Health officials learned that indigenous women wanted to be able to speak their native language, Quechua, while getting care. They wanted to be accompanied by family members during delivery, and many preferred certain traditional medicines, such as herbs to manage nausea.
Many women also wanted to give birth vertically, with the assistance of a rope hanging from the ceiling, rather than on a horizontal delivery bed.
Embracing the culture and community
As clinics and health workers improved quality of care and accommodated local customs, more women began delivering in clinics – and fewer women died.
“Thanks to culturally sensitive maternal health care, we are seeing a decline in neonatal and maternal morbidity and mortality in our communities and health centers,” said Miriam Gutiérrez Castro, an obstetrician from the Vilcashuamán health center in Ayacucho.
Churcampa authorities say they have also seen increased demand for maternal and neonatal health services, as well as higher levels of satisfaction.
“Now we like to come to the Churcampa Health Center because they treat us like we are at our home, and [we can deliver] with the rope, and the way we like to be treated,” Ms.

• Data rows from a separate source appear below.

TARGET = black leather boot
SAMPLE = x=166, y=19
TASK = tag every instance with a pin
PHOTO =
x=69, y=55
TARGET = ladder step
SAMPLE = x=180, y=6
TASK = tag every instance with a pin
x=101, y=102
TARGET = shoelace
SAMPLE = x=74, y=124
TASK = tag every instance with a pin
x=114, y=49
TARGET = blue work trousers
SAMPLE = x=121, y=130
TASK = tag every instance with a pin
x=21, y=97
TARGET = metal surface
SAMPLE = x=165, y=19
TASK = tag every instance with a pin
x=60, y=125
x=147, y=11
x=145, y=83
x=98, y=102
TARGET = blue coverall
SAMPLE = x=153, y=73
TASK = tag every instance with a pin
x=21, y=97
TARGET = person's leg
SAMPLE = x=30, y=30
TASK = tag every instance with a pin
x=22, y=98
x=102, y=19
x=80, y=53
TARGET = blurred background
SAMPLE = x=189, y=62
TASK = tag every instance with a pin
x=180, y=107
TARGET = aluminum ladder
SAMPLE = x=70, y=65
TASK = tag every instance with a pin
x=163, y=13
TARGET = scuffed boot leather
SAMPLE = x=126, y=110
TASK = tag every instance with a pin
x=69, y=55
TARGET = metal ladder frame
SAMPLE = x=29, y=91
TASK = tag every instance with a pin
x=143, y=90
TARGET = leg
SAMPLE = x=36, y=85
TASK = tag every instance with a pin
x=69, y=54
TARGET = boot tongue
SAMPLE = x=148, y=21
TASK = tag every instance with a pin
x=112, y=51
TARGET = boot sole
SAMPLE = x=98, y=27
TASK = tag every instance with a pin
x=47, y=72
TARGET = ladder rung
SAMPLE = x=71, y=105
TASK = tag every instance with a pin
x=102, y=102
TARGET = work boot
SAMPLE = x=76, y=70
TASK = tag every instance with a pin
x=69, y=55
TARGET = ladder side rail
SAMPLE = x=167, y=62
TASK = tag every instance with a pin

Antay told UNFPA. “Our husbands also participate, and when they are not there, our families support us, just as we like it.”
Still, maternal mortality rates among indigenous women remain higher than those among the broader population, and most of these deaths are due to preventable causes.
Efforts to reach both local communities and health providers must continue. Last year, for instance, UNFPA helped health workers from Ayacucho visit their peers in Churcampa to exchange good practices and knowledge.
And women are also encouraging their peers to receive health services.
“I feel good because I am treated well and with affection,” said Ms. Antay at the clinic in Churcampa. “That is the way we like it, and that is why I would like other women to come here to receive care.”